Tilson Thomas is noted for his commitment to music education and young people. He led the television broadcasts of the New York Philharmonic’s famed Young People’s Concerts from 1971 to 1977. He founded the New World Symphony in Miami, a national training orchestra for the most gifted graduates of America’s conservatories, and continues as Artistic Director. As Artistic Director of the YouTube Symphony Orchestra, he led the globally-sourced ensemble in both its first concert in April 2009 at Carnegie Hall and the new group of musicians who performed at the Sydney Opera House in March 2011. That event was the most popular live YouTube concert, with 33 million viewers.
MTT and the SFS created the acclaimed national Keeping Score PBS television series and multimedia project, unprecedented among American orchestras. Designed to make classical music more accessible to people of all ages and musical backgrounds, Keeping Score is anchored by eight composer documentaries and eight live concert films, viewed by more than nine million Americans on national PBS television and DVD; an interactive web site to explore and learn about music, www.keepingscore.org; and a Peabody Award-winning national radio series with episodes hosted by MTT. Its education program for K-12 schools furthers teaching through the arts by integrating classical music into core subjects.
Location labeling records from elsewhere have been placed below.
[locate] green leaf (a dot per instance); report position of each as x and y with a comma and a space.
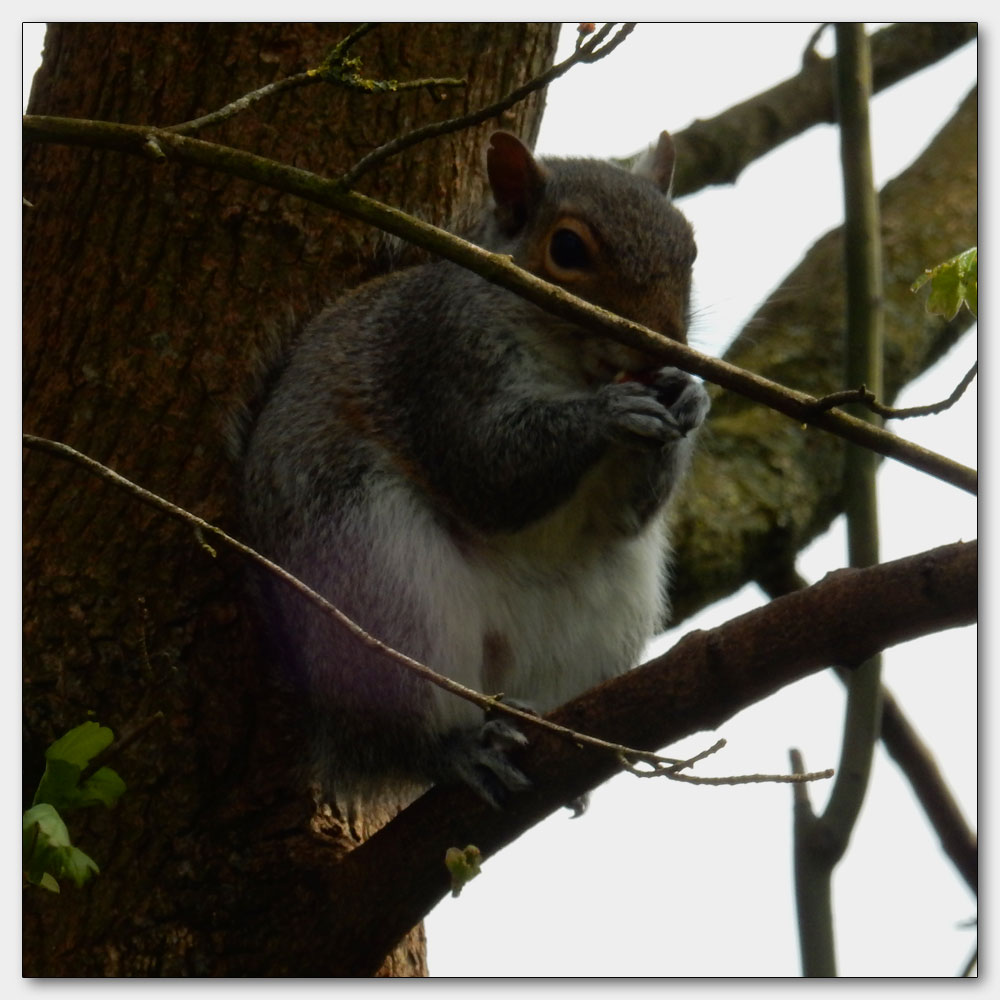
104, 786
952, 283
59, 784
65, 761
48, 853
80, 745
462, 865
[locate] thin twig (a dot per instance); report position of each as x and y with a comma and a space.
336, 68
749, 779
588, 52
912, 756
201, 527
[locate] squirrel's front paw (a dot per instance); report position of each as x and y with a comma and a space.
635, 415
684, 399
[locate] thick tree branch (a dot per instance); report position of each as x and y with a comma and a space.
904, 744
717, 150
801, 407
700, 683
760, 489
820, 841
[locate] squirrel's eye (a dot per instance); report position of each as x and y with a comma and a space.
568, 250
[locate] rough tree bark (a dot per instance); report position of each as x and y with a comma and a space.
151, 294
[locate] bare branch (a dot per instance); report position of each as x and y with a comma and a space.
865, 397
489, 703
718, 150
337, 68
501, 271
700, 683
587, 52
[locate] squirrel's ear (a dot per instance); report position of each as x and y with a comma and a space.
515, 177
657, 163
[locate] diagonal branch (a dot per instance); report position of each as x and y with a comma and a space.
717, 150
700, 683
801, 407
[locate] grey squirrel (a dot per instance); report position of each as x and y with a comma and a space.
476, 482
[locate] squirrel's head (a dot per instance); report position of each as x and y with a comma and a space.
608, 235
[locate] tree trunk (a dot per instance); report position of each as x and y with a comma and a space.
153, 296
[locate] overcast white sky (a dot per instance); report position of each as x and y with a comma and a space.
673, 880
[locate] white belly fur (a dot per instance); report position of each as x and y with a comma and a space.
568, 607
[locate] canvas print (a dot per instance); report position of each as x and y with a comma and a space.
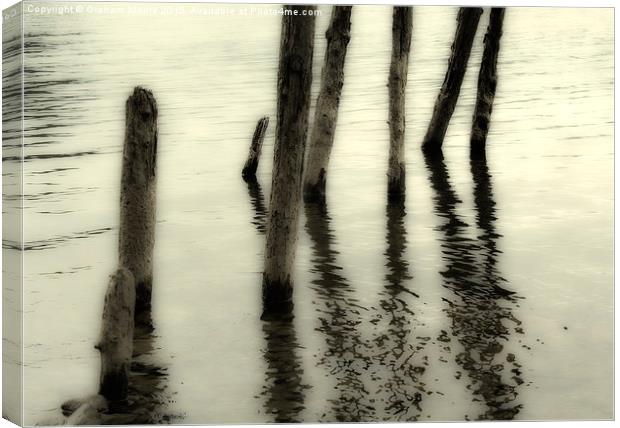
257, 213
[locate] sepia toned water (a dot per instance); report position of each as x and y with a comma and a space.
486, 295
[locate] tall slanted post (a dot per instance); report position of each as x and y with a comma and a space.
251, 164
487, 84
467, 23
116, 341
137, 222
402, 26
324, 127
294, 81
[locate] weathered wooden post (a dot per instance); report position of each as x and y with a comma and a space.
294, 81
332, 79
137, 223
251, 164
116, 342
487, 84
402, 25
467, 23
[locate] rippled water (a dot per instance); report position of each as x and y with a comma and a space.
486, 295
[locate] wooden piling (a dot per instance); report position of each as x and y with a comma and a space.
116, 343
294, 81
251, 164
402, 26
487, 84
326, 114
137, 222
467, 23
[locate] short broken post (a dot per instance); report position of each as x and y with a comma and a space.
251, 164
294, 82
326, 114
138, 182
487, 84
116, 342
467, 23
402, 26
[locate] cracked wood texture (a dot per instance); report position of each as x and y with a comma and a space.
251, 164
137, 223
326, 115
402, 27
487, 84
467, 23
294, 82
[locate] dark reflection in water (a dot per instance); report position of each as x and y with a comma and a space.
347, 356
400, 391
148, 397
479, 307
257, 199
284, 389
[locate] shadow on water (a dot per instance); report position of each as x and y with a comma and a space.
284, 388
257, 199
401, 390
479, 307
347, 356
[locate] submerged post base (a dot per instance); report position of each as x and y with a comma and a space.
277, 300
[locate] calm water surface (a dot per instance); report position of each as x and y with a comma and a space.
486, 295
Keeping Score composers include Tchaikovsky, Beethoven, Stravinsky, Copland, Ives, Berlioz, Shostakovich, and Mahler.
Acclaimed for his work as a composer, MTT has given world premieres of many of his works with the San Francisco Symphony. In 1999, MTT conducted the SFS in the first orchestral version of Three Songs to Poems by Walt Whitman, and in 2001, Renée Fleming and the SFS premiered his song cycle Poems of Emily Dickinson. In 2002, Tilson Thomas led the SFS in the world premiere of his contrabassoon concerto Urban Legend, with SFS contrabassoonist Steven Braunstein as soloist. In 2005, MTT and the SFS performed Tilson Thomas’s Island Music, dedicated to the memory of Lou Harrison. In 1991, Tilson Thomas and the New World Symphony performed From the Diary of Anne Frank, composed by Tilson Thomas and commissioned by UNICEF. His composition Shówa/Shoáh was written in commemoration of the 50th anniversary of the bombing of Hiroshima.
Tilson Thomas’s many honors include the National Medal of Arts, the highest award given to artists by the U.S. government, presented by President Barack Obama in February 2010. He has also been recognized with Columbia University’s Ditson Award for services to American Music and the President’s Award from the National Academy of Recording Arts and Sciences. He was named 1995 Conductor of the Year by Musical America. Tilson Thomas was a Carnegie Hall Perspectives Artist from 2003-2005. In 2006 he was recognized with Gramophone ’s Artist of the Year award, and was elected to the American Academy of Arts and Sciences. Tilson Thomas is a Chevalier des Arts et des Lettres of France.